The cab swung from the boulevard and, after following for a few moments a somewhat tortuous course among side streets, stopped before an iron gate which stretched across the drive leading to the house. Either side of the gate a high hedge extended. The three stepped out and Donaldson paused a moment before dismissing the cabby. The girl saw his hesitancy and in her turn seemed rapidly to revolve some question in her own mind. A quick motion on the part of her brother determined her. In the shadow of the house he began to show ill-boding symptoms.

"I wonder if—if you would come in for a minute," she asked in an undertone.
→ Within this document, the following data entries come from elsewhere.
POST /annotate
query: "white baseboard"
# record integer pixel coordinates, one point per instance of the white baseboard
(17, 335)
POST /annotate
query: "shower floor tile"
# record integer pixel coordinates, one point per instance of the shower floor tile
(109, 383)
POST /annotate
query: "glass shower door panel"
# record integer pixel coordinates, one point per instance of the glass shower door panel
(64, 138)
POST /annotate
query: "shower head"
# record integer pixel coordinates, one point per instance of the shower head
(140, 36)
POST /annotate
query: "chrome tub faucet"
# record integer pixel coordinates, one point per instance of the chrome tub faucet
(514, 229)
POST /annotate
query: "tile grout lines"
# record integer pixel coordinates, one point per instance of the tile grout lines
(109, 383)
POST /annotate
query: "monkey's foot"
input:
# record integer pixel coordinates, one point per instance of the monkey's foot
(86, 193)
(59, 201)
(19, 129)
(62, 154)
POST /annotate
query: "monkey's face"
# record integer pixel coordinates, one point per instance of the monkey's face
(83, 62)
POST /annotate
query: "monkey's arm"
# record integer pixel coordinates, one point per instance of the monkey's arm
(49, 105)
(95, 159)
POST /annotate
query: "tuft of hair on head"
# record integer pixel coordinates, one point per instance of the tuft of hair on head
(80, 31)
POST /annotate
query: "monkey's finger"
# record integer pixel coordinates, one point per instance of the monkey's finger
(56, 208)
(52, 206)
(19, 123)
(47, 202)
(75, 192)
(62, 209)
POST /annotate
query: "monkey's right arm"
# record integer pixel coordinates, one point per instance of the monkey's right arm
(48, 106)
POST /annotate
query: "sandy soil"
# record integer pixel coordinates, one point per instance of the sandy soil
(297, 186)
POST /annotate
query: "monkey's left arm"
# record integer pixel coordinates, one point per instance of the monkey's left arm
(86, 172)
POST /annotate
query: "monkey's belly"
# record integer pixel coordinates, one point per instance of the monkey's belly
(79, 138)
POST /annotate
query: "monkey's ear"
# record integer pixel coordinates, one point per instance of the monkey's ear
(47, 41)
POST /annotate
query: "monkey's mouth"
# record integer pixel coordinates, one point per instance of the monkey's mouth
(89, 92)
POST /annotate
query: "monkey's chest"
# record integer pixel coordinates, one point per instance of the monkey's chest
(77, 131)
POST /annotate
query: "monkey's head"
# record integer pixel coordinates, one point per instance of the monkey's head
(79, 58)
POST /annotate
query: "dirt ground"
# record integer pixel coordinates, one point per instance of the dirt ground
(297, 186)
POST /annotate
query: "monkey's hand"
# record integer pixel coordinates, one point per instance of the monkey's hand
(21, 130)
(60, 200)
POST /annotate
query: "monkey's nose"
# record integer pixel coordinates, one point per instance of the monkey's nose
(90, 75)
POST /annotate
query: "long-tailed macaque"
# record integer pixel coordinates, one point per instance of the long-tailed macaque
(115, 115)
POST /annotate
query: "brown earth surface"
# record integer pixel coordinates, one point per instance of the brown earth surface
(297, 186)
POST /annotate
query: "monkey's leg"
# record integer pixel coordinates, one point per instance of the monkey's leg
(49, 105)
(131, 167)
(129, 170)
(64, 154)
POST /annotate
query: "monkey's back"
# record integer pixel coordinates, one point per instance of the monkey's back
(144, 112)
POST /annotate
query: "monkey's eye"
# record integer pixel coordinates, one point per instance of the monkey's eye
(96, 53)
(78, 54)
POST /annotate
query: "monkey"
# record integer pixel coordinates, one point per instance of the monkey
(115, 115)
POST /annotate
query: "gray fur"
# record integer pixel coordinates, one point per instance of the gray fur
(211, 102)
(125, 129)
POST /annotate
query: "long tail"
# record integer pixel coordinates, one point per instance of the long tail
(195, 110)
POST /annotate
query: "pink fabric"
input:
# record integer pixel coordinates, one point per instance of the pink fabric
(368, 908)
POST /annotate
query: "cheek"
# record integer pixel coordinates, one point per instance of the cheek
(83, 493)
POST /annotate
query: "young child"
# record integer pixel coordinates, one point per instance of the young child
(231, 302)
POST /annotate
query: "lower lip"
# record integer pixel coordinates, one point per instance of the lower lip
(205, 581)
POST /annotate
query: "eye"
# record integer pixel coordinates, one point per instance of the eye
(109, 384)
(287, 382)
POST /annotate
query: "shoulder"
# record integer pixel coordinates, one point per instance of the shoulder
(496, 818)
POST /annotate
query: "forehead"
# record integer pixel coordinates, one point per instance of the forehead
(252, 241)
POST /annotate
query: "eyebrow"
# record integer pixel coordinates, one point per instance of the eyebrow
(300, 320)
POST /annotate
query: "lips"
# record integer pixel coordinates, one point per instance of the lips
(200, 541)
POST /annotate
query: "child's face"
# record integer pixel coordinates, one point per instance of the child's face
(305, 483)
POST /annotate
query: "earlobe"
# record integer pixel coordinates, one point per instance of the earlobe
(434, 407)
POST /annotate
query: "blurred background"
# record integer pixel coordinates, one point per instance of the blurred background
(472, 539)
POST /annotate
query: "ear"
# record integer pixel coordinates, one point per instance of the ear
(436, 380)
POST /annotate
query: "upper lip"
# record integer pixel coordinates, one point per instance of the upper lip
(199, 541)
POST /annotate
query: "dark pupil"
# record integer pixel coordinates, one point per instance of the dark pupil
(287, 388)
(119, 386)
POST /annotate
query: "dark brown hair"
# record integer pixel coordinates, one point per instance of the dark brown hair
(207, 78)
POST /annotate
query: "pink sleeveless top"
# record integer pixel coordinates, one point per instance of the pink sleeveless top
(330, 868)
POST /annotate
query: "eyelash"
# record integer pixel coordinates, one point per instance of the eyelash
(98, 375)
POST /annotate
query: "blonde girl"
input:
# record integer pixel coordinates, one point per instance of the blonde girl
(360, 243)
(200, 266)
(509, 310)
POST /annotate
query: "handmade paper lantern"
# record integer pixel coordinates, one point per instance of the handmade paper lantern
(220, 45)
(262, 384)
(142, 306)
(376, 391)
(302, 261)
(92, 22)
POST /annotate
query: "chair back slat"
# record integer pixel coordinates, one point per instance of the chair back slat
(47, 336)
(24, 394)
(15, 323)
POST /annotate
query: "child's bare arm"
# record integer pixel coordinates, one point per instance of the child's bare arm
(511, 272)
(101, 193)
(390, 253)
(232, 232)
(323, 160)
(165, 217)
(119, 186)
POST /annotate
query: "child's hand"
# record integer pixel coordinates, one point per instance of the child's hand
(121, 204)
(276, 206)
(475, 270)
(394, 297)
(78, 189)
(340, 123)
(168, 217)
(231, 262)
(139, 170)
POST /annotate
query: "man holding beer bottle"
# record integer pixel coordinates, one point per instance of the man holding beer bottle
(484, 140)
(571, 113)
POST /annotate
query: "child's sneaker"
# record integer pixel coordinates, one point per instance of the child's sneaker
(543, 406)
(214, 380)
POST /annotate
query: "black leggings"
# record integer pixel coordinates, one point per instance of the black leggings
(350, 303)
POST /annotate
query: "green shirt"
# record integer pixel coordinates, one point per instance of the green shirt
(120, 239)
Without answer he dismissed the driver and followed her through a small gate in the hedge, down a short walk, to a brown-stone house with its entrance on a level with the ground. The house was unlighted and the lower windows were covered with wooden shutters. In the midst of its brilliantly lighted neighbors it looked severe and inhospitable. The girl drew a key from her purse and, opening the door, stepped inside and switched on the lights. Donaldson found himself in a large, cheerful looking hall finished in Flemish oak. A broad Colonial staircase led from the end and swung upstairs in a graceful turn which formed a landing. The floor was covered with rugs which he recognized as of almost priceless value. Several oil portraits in heavy frames ornamented the walls. It took but a glance to see that they were of the same family and to recognize in all their thin faces an expression that he had caught in young Arsdale himself—a haunting fear as of some family tragedy. Through an uncurtained door to the right opened what appeared to be a library, while to the left—Donaldson turned his back for a moment upon Arsdale. And the man, freed from the eyes, threw himself upon Donaldson's shoulder. The woman shouted a warning, but it was too late. She clutched at her brother's clothes, pulling with all her strength, crying,

"Ben! Ben!"

Donaldson slipped upon the polished floor and Arsdale, throwing his arm about his victim's neck, secured a very effective strangle hold. It looked bad for Donaldson. On the smooth waxed floor he could secure no purchase by which to regain his feet and he could not reach the fellow with either fist. He was as helpless as though he had the Old Man of the Mountain upon his back. The world began to swim before his eyes; the cries of the girl to sound in the distance. Then he smelled the biting aroma of spirits of ammonia and felt the clutch upon his throat loosen. He broke free, got upon his feet and found Arsdale rubbing his smarting eyes while the girl stood over him, frightened at what she had done, with the empty bottle in her hand.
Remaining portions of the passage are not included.